Moncton is also a cultural stronghold, with the Capitol Theatre, the Frye Festival and several car shows, food festivals and concerts all helping to provide a vibrant scene. The Moncton Wildcats are one of the most successful teams in the Quebec Major Junior Hockey League during their 25+ years of existence, boasting two titles, and have sent dozens of players on to the National Hockey League. Many other professional sports teams call Moncton home, so you can rest assured that with these cultural offerings there’s always some to do in this small but mighty city.
With that said, the Moncton real estate market has not been immune to the pressures discussed above, with home sales activity plummeting in April when compared to April of 2019. However, confidence remains high that a desirable market like Moncton will continue to see sustained growth and remain a desirable destination, especially for young people seeking economic opportunity. With that said, investing in New Brunswick could be a wise move if you focus your efforts on Moncton in particular. The buyer’s market that exists right now won’t last forever, and you’re more likely to find value now than you ever would have before. You have the chance to strike while the iron is hot and jump on a real opportunity.
New Brunswick area spotlight: Fredericton
New Brunswick’s capital city of Fredericton is another attractive option for real estate investors. It is the third-largest city in the province but remains prominent due to its cultural significance within the area. It boasts many museums, art festivals, playhouses and music festivals, and punches far above the weight usually afforded to a city of just 58,000 or so. The city’s architecture features a mix of buildings and styles that speaks to the long history of the metropolis, and the neighbourhoods are dotted with historic churches that help to compose the city’s skyline.
The city is also unique in that it’s bisected by the Saint John River, giving it two distinct regions called the Northside and the Southside. There are vibrant neighbourhoods all over the city, including The Hill (or “College Hill”) where the University of New Brunswick and St. Thomas University both maintain a presence. These types of college neighbourhoods can frequently present opportunities for investing in New Brunswick, as the desire for rental units is always strong among college students.

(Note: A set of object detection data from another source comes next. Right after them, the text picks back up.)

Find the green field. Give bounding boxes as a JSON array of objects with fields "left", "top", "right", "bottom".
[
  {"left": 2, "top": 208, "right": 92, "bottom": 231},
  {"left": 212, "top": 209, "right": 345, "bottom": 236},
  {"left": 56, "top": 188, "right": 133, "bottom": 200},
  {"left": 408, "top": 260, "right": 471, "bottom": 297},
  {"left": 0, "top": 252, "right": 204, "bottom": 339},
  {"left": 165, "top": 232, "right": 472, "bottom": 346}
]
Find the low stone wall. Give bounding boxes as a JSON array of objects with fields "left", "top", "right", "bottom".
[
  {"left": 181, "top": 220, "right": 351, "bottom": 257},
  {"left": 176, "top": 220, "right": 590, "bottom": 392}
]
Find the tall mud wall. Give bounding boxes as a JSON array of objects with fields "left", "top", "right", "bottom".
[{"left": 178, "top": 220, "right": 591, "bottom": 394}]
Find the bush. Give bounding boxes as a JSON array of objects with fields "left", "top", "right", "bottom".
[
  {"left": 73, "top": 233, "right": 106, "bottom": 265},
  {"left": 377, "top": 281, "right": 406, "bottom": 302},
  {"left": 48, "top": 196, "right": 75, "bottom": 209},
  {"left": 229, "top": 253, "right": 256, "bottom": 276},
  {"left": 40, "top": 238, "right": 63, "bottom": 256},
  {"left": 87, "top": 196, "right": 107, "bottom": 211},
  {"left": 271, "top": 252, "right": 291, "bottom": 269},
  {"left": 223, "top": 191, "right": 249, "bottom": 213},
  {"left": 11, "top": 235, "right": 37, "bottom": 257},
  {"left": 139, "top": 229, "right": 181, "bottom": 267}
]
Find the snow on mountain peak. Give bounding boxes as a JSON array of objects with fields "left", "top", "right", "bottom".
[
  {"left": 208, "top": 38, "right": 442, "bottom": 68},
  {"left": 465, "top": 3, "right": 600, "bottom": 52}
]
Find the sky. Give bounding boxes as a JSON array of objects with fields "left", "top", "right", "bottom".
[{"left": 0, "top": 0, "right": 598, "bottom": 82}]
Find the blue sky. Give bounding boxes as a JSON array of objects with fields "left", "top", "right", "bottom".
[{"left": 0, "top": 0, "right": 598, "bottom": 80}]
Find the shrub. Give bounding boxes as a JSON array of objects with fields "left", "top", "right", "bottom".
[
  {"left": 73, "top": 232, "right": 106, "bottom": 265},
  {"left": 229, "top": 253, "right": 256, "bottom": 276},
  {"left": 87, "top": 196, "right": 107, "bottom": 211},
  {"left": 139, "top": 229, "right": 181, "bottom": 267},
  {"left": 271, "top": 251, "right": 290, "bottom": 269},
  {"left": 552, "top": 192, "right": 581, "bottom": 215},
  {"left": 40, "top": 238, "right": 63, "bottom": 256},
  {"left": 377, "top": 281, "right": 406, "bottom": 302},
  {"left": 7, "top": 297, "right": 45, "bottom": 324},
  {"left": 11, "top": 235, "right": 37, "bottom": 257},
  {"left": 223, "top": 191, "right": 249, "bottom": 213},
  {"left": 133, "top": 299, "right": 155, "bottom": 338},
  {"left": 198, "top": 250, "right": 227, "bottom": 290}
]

Summary of investing in New Brunswick
The real estate market in New Brunswick, like the markets across Canada, has taken a beating in the wake of the COVID-19 pandemic and the uncertainty that that has wrought across the entire country. The inventory of homes for sale here has fallen significantly, as have the prices of the homes that have been sold, but that does not all necessarily point to negative signs. On the contrary, this could be seen as a chance for the right person to start investing in New Brunswick. Prices are low, and if you’ve been considering getting involved in this area for a while now, this could be the time to take action and get involved.

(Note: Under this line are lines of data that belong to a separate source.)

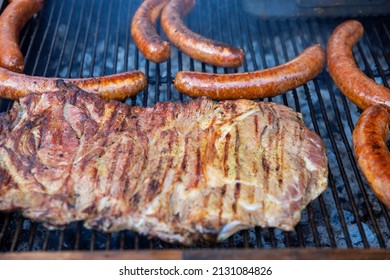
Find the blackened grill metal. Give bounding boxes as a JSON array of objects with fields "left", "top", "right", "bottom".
[{"left": 0, "top": 0, "right": 390, "bottom": 252}]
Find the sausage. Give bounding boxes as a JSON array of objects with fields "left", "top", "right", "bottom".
[
  {"left": 174, "top": 45, "right": 326, "bottom": 100},
  {"left": 0, "top": 0, "right": 43, "bottom": 73},
  {"left": 327, "top": 20, "right": 390, "bottom": 110},
  {"left": 0, "top": 67, "right": 147, "bottom": 100},
  {"left": 161, "top": 0, "right": 245, "bottom": 68},
  {"left": 352, "top": 104, "right": 390, "bottom": 209},
  {"left": 131, "top": 0, "right": 171, "bottom": 63}
]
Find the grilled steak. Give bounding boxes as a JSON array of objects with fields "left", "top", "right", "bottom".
[{"left": 0, "top": 84, "right": 328, "bottom": 245}]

We live in uncertain times, but there are chances for the right investor to make decisions that could help guarantee their financial well-being for years to come if they approach these choices responsibly and with a wealth of information at their disposal. We encourage all investors to do as much research as possible before making any sort of decision and to consult with as many people and sources as they feel comfortable speaking with.